Daran schließt sich ein Gespräch zwischen dem künftigen Präsident des Detection Club Martin Edwards und Jake Kerridge an. Edwards hat gerade ein Buch über die Mitglieder des Detection Clubs geschrieben, Kerridge hat im Daily Telegraph eine Kolumne über Krimiliteratur. Gemeinsam sprechen sie darüber, wann das Goldene Zeitalter war und was es ausmachte.

Kenntnisreich referiert Barry A.Pike anschließend über Dorothy L. Sayers und Margery Allingham. Über letztere hat er ein Buch geschrieben.

Vor der Kaffeepause sprechen dann Simon Brett und Martin Edwards über die gemeinsamen Buchprojekte des Detection Club wie „The floating Admiral“, “ Six against the Yard“ und „Ask a policeman“. Von den Tantiemen konnten die Mitglieder wunderbare Dinner veranstalten, verrät Brett. Und sie wollen ein neues Buch zusammen schreiben: „The sinking Admiral“.

Nach der Kaffeepause, bei der es frischen Kaffee und sehr leckere Kekse gab, referierte Richard Reynolds über Kriminalgeschichten, die in Oxford oder Cambridge spielen. Von der Anzahl liegt Oxford vorne. Die Liste mit den „The Oxbridge Murders“ ist inzwischen auf der Seite von „Bodies from the Library“ online.

David Brawn von HarperCollins und Rob Davies diskutierten im anschließenden Panel darüber, wie man heute Krimis aus dem Golden Age verlegt. Problematisch wird es heute im Zeitalter der Political correctness, wenn in den fraglichen Büchern Formulierungen oder Darstellungen enthalten sind, die heute als rassistisch oder diskriminierend verstanden werden könnten. Zum Beispiel das „N-Word“. Verändert man den Text oder kommentiert man die Passage oder verzichtet man unter Umständen ganz auf die Veröffentlichung?

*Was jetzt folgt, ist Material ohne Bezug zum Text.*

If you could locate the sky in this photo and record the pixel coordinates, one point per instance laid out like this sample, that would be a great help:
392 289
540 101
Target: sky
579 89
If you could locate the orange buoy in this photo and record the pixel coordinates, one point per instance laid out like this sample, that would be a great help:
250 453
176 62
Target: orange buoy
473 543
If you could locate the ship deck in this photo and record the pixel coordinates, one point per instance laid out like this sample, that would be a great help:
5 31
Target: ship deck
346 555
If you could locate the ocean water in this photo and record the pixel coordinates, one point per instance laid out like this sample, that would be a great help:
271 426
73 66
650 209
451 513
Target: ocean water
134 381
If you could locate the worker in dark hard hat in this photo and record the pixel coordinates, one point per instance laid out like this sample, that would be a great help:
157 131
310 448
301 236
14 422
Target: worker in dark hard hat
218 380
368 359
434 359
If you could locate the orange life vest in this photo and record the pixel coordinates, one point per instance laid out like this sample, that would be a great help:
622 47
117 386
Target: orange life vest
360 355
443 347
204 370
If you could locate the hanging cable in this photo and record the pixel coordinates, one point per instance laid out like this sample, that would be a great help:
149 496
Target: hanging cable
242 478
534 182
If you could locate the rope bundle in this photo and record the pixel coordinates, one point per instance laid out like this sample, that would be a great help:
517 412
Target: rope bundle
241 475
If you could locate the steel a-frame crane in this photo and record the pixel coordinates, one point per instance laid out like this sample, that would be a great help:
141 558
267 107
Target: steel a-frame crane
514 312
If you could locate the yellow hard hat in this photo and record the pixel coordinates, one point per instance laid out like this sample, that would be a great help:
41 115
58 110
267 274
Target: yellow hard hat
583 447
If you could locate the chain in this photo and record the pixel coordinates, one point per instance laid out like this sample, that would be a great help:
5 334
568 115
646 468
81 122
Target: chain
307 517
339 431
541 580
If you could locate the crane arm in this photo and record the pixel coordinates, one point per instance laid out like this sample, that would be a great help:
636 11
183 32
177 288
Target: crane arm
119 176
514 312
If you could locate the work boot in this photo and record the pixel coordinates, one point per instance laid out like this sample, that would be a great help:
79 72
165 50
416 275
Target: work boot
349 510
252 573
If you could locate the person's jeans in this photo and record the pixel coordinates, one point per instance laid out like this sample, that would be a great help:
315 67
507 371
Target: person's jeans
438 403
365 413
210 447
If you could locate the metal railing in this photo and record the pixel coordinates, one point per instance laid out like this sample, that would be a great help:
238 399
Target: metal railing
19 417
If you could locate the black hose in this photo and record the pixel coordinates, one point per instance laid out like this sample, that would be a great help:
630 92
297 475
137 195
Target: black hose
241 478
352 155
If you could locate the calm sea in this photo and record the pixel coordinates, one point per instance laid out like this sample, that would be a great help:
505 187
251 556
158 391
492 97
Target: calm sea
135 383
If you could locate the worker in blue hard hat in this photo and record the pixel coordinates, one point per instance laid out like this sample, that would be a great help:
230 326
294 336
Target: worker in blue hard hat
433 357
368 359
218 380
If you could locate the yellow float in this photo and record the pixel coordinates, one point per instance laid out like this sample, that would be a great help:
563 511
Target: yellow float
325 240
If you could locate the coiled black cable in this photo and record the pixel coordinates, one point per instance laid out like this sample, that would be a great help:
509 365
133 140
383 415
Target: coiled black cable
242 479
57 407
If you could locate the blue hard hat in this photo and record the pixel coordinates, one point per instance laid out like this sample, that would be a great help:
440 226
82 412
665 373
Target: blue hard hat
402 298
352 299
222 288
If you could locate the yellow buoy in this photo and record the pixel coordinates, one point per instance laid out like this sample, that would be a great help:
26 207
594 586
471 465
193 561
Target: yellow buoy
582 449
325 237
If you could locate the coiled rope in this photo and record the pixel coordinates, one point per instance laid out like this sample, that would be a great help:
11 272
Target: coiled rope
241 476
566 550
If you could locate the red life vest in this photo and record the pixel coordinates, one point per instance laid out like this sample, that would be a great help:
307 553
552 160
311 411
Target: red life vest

Nach der Lunchbreak wurde ein Hörspiel von John Dickson Carr vorgespielt, das man mit einem Augenzwinkern verstehen sollte.

Tony Medawar, Christie-Freunden als Herausgeber der Anthologie „While the light lasts“ bekannt, referierte anschließend über „Looked room mysteries“, in denen also das Opfer ermordet in einem abgeschlossenen Raum gefunden wird und scheinbar niemand die Gelegenheit hatte, unbemerkt in den Raum zu gelangen. Beispiele aus Christies Werk wären „Hercule Poirot’s Christmas“ und „Murder in Mesopotamia“.

Dolores Gordon-Smith sprach im anschließenden Vortrag über Freeman Wills Crofts. Der irische Eisenbahn-Ingenieur war auf Umwegen zum Schreiben von Kriminalromanen gekommen. Seine Schilderungen der Mordmethoden sind wissenschaftlich genau, seine Charakterisierungen der Personen bleiben dagegen eher blass.

Nach der Kaffeepause schildert Dr John Curran in seinem Vortrag: „Agatha Christie: Some influences“ über Einflüsse anderer Schriftsteller auf Agatha Christie und umgekehrt.

Nach dem abschießenden Vortrag „Taking the Golden Age into the 21st Century“ von L.C. Tyler kommen alle Redner noch einmal auf das Podium und dürfen vorschlagen, welche Werke sie reif für einen Reprint halten.

Nach dem guten Feedback in Blogs und auf der Konferenz selber, ist es nicht verwunderlich, dass im nächsten Jahr wieder eine Konferenz „Bodies from the Library“ stattfinden wird.

Nach einem netten Essen und Get-together im Premier Inn um die Ecke geht der Tag zu Ende.

Am nächsten Tag (Sonntag) fahre ich wieder nach Southend, wo diesmal am Nachmittag mein Rückflug startet.